Hi. This isn’t an April Fool’s post.
We’re coming up on $20,000 with the Dinocalypse Trilogy (and more) Kickstarter campaign, and I wanted to share some data from the dashboard:
| Referrer | Type | # of Pledges | % of Dollars | Dollars Pledged |
|---|---|---|---|---|
| Direct traffic (no referrer information) | External | 113 | 20.02% | $3,920 |
| External | 79 | 20.72% | $4,057 | |
| Popular (Discover) | Kickstarter | 49 | 6.67% | $1,307 |
| Search | Kickstarter | 39 | 6.87% | $1,345.01 |
| superexplosive.com | External | 36 | 4.16% | $815 |
| External | 27 | 6.0% | $1,175 | |
| google.com | External | 22 | 2.78% | $545 |
| plus.url.google.com | External | 20 | 3.09% | $605 |
| Kickstarter user profiles | Kickstarter | 16 | 3.32% | $650 |
| Embedded widget | Kickstarter | 16 | 1.85% | $362 |
| A project’s backer confirmation page | Kickstarter | 13 | 2.48% | $485 |
| deadlyfredly.com | External | 12 | 2.61% | $511 |
| Friend backing email | Kickstarter | 12 | 1.84% | $360 |
| mail.yahoo.com | External | 10 | 2.3% | $450 |
| atomic-robo.com | External | 10 | 0.82% | $160 |
| jim-butcher.com | External | 9 | 1.71% | $335 |
| Fiction (Discover) | Kickstarter | 8 | 0.62% | $121 |
| faterpg.com | External | 6 | 0.92% | $180 |
| forum.rpg.net | External | 5 | 0.54% | $105 |
| rpgkickstarters.tumblr.com | External | 5 | 0.33% | $65 |
| Activity feed | Kickstarter | 4 | 1.53% | $300 |
| flamesrising.com | External | 3 | 1.53% | $300 |
| Follow Friends page | Kickstarter | 3 | 0.31% | $60 |
| cemurphy.net | External | 3 | 0.26% | $50 |
| Staff Picks (Discover) | Kickstarter | 2 | 0.52% | $100 |
When it comes down to it, a Kickstarter campaign doing well (I think I can safely say we’re doing well without that being boasting) is an aggregation of many smaller audiences into a bigger one. You can see, above, how the various means of project discovery on the Kickstarter website helps drive traffic to us as we pick up momentum. You can also see how very potent social media has been for us (which is, itself, an aggregation of many small audiences). What’s left from those is a variety of blog sources, some of which I control directly, some of which represent review sites, community sites, and blogs of the project’s contributing authors. (You’ve heard that we’re offering up novels by Atomic Robo‘s Brian Clevinger and Urban Shaman‘s C. E. Murphy, too, right? And you get them all in e-book for a low backing price? Plus, we’ll announce even more this Tuesday…)

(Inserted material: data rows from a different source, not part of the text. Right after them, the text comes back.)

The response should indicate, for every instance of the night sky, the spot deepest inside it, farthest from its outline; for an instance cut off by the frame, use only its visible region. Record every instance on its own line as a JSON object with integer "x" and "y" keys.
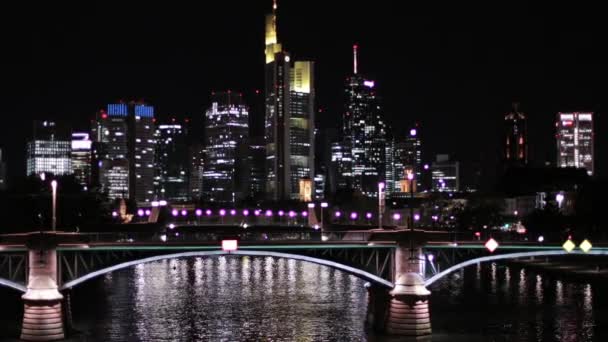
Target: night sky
{"x": 455, "y": 70}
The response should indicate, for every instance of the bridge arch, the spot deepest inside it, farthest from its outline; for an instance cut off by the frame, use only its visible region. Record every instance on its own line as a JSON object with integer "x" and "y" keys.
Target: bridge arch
{"x": 369, "y": 277}
{"x": 13, "y": 285}
{"x": 506, "y": 256}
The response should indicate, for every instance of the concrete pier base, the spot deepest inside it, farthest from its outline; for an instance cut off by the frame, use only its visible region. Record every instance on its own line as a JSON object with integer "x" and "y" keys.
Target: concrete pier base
{"x": 408, "y": 313}
{"x": 42, "y": 321}
{"x": 42, "y": 314}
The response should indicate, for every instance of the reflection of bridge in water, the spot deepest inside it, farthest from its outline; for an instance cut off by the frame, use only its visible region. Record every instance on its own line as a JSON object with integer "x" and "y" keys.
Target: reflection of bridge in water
{"x": 398, "y": 265}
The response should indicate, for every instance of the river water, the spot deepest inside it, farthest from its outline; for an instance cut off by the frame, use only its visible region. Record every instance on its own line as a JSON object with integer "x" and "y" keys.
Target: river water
{"x": 270, "y": 299}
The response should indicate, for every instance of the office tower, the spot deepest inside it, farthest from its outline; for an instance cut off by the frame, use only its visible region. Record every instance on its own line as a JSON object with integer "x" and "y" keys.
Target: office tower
{"x": 289, "y": 118}
{"x": 81, "y": 158}
{"x": 445, "y": 174}
{"x": 49, "y": 151}
{"x": 226, "y": 173}
{"x": 196, "y": 156}
{"x": 341, "y": 162}
{"x": 575, "y": 140}
{"x": 257, "y": 159}
{"x": 172, "y": 167}
{"x": 407, "y": 158}
{"x": 301, "y": 125}
{"x": 364, "y": 132}
{"x": 124, "y": 136}
{"x": 141, "y": 151}
{"x": 516, "y": 139}
{"x": 110, "y": 166}
{"x": 3, "y": 181}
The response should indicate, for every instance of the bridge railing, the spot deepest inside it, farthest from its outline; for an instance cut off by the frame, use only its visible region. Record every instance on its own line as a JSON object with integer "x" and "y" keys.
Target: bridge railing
{"x": 215, "y": 237}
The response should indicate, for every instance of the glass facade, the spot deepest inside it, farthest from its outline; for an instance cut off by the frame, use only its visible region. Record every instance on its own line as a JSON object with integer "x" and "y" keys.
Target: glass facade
{"x": 172, "y": 169}
{"x": 575, "y": 141}
{"x": 516, "y": 140}
{"x": 226, "y": 173}
{"x": 50, "y": 150}
{"x": 81, "y": 157}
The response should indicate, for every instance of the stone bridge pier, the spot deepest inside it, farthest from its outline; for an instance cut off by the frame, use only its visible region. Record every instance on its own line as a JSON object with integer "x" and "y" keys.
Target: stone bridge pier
{"x": 404, "y": 310}
{"x": 42, "y": 314}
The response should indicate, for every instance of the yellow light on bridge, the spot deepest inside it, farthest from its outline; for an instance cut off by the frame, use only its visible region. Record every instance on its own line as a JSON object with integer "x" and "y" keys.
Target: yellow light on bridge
{"x": 586, "y": 245}
{"x": 569, "y": 245}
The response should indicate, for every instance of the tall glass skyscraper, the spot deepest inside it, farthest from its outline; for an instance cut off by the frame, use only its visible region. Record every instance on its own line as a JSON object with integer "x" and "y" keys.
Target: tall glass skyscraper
{"x": 575, "y": 140}
{"x": 81, "y": 158}
{"x": 516, "y": 139}
{"x": 126, "y": 135}
{"x": 172, "y": 169}
{"x": 50, "y": 150}
{"x": 226, "y": 173}
{"x": 364, "y": 132}
{"x": 289, "y": 119}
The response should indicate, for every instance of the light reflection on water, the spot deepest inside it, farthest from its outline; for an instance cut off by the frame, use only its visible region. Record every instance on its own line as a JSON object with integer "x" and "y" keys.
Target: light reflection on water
{"x": 263, "y": 298}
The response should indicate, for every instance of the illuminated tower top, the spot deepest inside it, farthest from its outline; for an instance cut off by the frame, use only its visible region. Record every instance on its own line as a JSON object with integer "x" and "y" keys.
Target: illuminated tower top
{"x": 272, "y": 44}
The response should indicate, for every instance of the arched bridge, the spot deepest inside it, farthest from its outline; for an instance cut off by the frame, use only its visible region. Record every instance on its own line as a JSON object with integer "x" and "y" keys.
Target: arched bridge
{"x": 398, "y": 265}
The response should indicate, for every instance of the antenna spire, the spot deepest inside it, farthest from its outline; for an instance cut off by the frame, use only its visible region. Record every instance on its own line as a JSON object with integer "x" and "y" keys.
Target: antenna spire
{"x": 355, "y": 58}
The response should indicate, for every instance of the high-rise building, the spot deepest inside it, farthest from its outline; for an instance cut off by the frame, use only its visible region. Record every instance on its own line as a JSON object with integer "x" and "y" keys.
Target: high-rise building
{"x": 172, "y": 167}
{"x": 50, "y": 149}
{"x": 257, "y": 158}
{"x": 125, "y": 133}
{"x": 407, "y": 158}
{"x": 3, "y": 181}
{"x": 575, "y": 140}
{"x": 364, "y": 132}
{"x": 516, "y": 139}
{"x": 226, "y": 173}
{"x": 289, "y": 118}
{"x": 446, "y": 174}
{"x": 196, "y": 156}
{"x": 341, "y": 167}
{"x": 81, "y": 157}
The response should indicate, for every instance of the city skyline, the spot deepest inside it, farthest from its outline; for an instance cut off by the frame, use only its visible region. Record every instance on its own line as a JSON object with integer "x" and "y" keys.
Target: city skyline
{"x": 443, "y": 92}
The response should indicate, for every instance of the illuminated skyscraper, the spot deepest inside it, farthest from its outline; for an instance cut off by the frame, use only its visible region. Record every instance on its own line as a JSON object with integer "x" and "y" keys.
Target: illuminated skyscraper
{"x": 50, "y": 150}
{"x": 3, "y": 182}
{"x": 364, "y": 132}
{"x": 172, "y": 169}
{"x": 124, "y": 138}
{"x": 575, "y": 140}
{"x": 81, "y": 158}
{"x": 289, "y": 118}
{"x": 226, "y": 173}
{"x": 516, "y": 139}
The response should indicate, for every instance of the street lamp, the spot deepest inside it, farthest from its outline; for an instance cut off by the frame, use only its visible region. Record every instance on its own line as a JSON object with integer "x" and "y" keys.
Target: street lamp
{"x": 380, "y": 203}
{"x": 54, "y": 187}
{"x": 410, "y": 177}
{"x": 323, "y": 206}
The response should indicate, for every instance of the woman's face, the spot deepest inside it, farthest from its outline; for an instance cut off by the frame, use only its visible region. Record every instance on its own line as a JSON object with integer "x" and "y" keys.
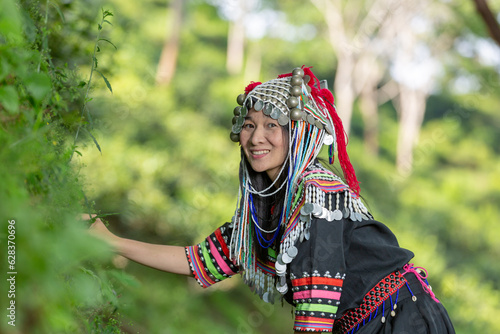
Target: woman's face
{"x": 263, "y": 143}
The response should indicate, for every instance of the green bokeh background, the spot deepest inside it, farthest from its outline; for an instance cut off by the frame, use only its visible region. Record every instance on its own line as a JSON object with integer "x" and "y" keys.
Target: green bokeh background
{"x": 167, "y": 168}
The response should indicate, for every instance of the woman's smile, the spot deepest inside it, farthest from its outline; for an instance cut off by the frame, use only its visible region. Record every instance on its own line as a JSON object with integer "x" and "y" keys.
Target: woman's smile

The upshot, then, is that you can’t plan on a “single channel” to bring you success with your kickstarter campaign. You’ve got to think “okay, here’s my one audience … but where are others that I can add into this?” Not a fan of facebook, twitter, G+? Tough — you’ll get another audience if you’re over there, so consider how to establish yourself and gain a following before you launch. Is your project a single creator gig? Well, maybe you should think about how to involve other creatives, too — you’ll get both the fruits of their talents and their audiences when the project launches. Every little bit counts, and it’s only when you start adding all of that up that you can reach for that self-sustaining critical-mass reaction that can really make things fly.
That’s the theory, at least. I’m only 12 days into this thing. Three weeks yet to go, and more kickstarter campaigns beyond this one. We’ll see how well the theory holds up.